Nel merito è intervenuto il consigliere regionale leghista Emanuele Monti, presidente della commissione Sostenibilità sociale, casa e famiglia, che spiega: «La nostra Regione, in collaborazione con Polis-Lombardia che fa da interfaccia con gli operatori di Polizia locale, da molti anni investe nella formazione degli oltre ottomila agenti presenti sul territorio. E ora, una volta di più, con la mozione approvata oggi al Pirellone, ha deciso di implementare quella formazione professionale che è già di qualità, addirittura unica a livello nazionale, auspicando che possa essere sempre più aderente alle richieste di sicurezza, di tutela, di vigilanza e di pianificazione avanzate da cittadini, istituzioni e imprese».
«Regione Lombardia – spiega Monti – da sempre assicura al personale della Polizia locale una preparazione d’ingresso e di qualificazione approfondita e articolata, maturata in anni di esperienza nel comparto. La formazione di ingresso al ruolo riveste particolare importanza, poiché è obbligatoria per l’assunzione dei compiti operativi.
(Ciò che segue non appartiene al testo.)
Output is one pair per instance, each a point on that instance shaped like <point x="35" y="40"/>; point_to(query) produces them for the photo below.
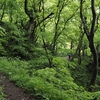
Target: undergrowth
<point x="53" y="83"/>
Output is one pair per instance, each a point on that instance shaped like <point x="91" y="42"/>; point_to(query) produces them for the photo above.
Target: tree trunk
<point x="95" y="65"/>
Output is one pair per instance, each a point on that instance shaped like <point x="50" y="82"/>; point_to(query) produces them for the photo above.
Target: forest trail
<point x="12" y="91"/>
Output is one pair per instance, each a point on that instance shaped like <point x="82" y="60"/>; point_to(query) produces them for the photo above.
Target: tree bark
<point x="90" y="36"/>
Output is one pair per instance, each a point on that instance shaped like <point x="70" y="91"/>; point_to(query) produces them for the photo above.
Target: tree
<point x="90" y="36"/>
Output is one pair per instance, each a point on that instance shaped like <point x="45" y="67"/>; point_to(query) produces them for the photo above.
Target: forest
<point x="51" y="48"/>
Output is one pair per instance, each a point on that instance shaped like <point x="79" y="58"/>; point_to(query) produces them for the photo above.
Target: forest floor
<point x="12" y="91"/>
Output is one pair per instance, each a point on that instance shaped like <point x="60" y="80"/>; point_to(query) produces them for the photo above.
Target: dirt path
<point x="12" y="91"/>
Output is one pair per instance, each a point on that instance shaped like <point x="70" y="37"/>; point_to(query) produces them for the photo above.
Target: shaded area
<point x="12" y="91"/>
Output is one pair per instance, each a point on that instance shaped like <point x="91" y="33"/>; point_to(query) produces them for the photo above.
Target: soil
<point x="12" y="91"/>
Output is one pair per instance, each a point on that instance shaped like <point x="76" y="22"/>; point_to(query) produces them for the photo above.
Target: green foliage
<point x="48" y="83"/>
<point x="2" y="95"/>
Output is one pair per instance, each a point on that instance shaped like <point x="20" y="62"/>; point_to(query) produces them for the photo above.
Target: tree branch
<point x="94" y="17"/>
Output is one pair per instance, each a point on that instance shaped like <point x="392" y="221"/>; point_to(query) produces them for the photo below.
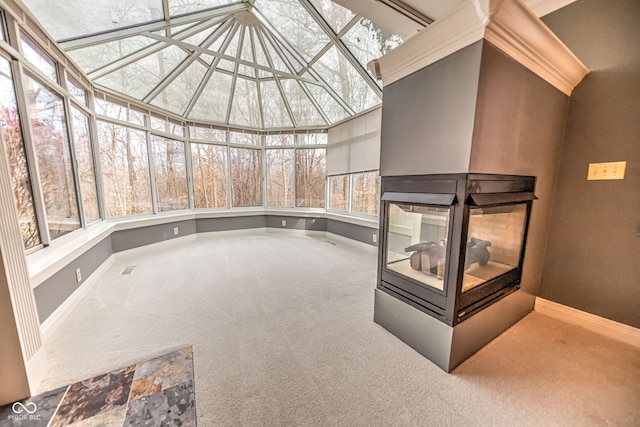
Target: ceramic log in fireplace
<point x="451" y="245"/>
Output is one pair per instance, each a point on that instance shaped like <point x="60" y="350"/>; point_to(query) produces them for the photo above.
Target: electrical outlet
<point x="608" y="170"/>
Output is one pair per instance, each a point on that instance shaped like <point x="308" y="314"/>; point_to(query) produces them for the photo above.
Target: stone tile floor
<point x="156" y="392"/>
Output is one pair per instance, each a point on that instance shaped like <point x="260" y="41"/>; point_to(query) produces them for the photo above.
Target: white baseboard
<point x="610" y="328"/>
<point x="37" y="369"/>
<point x="53" y="322"/>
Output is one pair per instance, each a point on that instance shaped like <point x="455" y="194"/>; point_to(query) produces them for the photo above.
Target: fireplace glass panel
<point x="494" y="243"/>
<point x="417" y="242"/>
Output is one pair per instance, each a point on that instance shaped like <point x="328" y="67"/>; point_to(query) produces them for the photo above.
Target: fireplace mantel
<point x="510" y="25"/>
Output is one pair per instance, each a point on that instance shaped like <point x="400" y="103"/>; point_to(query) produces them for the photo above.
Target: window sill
<point x="47" y="261"/>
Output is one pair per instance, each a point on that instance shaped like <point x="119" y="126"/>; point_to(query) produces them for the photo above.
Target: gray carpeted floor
<point x="282" y="334"/>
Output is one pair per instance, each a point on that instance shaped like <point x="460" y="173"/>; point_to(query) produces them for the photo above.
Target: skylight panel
<point x="335" y="15"/>
<point x="180" y="7"/>
<point x="198" y="38"/>
<point x="65" y="19"/>
<point x="139" y="78"/>
<point x="178" y="94"/>
<point x="332" y="109"/>
<point x="274" y="107"/>
<point x="245" y="109"/>
<point x="347" y="82"/>
<point x="38" y="58"/>
<point x="368" y="41"/>
<point x="304" y="112"/>
<point x="213" y="103"/>
<point x="93" y="57"/>
<point x="295" y="24"/>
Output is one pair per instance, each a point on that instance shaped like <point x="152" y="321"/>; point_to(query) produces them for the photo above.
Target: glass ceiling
<point x="263" y="64"/>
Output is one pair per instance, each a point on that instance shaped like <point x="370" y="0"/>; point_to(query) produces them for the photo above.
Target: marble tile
<point x="86" y="399"/>
<point x="43" y="407"/>
<point x="174" y="406"/>
<point x="113" y="417"/>
<point x="161" y="373"/>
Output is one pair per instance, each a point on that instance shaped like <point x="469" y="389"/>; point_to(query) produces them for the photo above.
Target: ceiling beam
<point x="187" y="61"/>
<point x="210" y="71"/>
<point x="338" y="43"/>
<point x="133" y="30"/>
<point x="274" y="34"/>
<point x="148" y="50"/>
<point x="229" y="58"/>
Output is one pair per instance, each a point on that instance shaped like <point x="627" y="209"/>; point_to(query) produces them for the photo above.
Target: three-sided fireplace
<point x="451" y="245"/>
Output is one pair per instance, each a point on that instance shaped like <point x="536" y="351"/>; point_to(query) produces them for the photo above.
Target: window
<point x="51" y="144"/>
<point x="166" y="126"/>
<point x="310" y="177"/>
<point x="38" y="58"/>
<point x="244" y="138"/>
<point x="312" y="139"/>
<point x="339" y="193"/>
<point x="170" y="173"/>
<point x="119" y="112"/>
<point x="207" y="134"/>
<point x="210" y="175"/>
<point x="76" y="91"/>
<point x="17" y="158"/>
<point x="84" y="158"/>
<point x="287" y="139"/>
<point x="280" y="175"/>
<point x="125" y="170"/>
<point x="246" y="177"/>
<point x="365" y="193"/>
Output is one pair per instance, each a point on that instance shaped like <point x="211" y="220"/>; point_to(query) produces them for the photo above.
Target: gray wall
<point x="355" y="232"/>
<point x="427" y="117"/>
<point x="519" y="129"/>
<point x="128" y="239"/>
<point x="50" y="294"/>
<point x="593" y="254"/>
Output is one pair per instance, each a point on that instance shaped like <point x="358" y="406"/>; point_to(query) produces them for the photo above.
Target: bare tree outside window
<point x="339" y="196"/>
<point x="280" y="176"/>
<point x="365" y="193"/>
<point x="170" y="173"/>
<point x="246" y="177"/>
<point x="210" y="175"/>
<point x="17" y="159"/>
<point x="310" y="177"/>
<point x="125" y="170"/>
<point x="51" y="143"/>
<point x="84" y="157"/>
Gli enti locali e gli operatori sono poi consapevoli, al di là dell’obbligo, che la formazione di base è indispensabile per dotare gli operatori di Polizia locale delle conoscenze necessarie ad espletare con competenza il proprio ruolo».
«Per questo motivo – conclude – consci che alcuni percorsi formativi della mozione votata oggi sono già parte integrante di moduli formativi esistenti o in via di definizione, le funzioni e le competenze richieste oggi agli operatori di Polizia locale devono essere sempre più specifiche, specialistiche e innovative per stare al passo coi tempi. La Polizia locale, in quanto profonda conoscitrice delle realtà delle nostre città, può e deve mirare a divenire uno degli interlocutori centrali dell’Ente locale, non solo nel momento operativo, ma anche durante la pianificazione degli interventi e nella fase decisionale. Questo nell’interesse primario dei cittadini».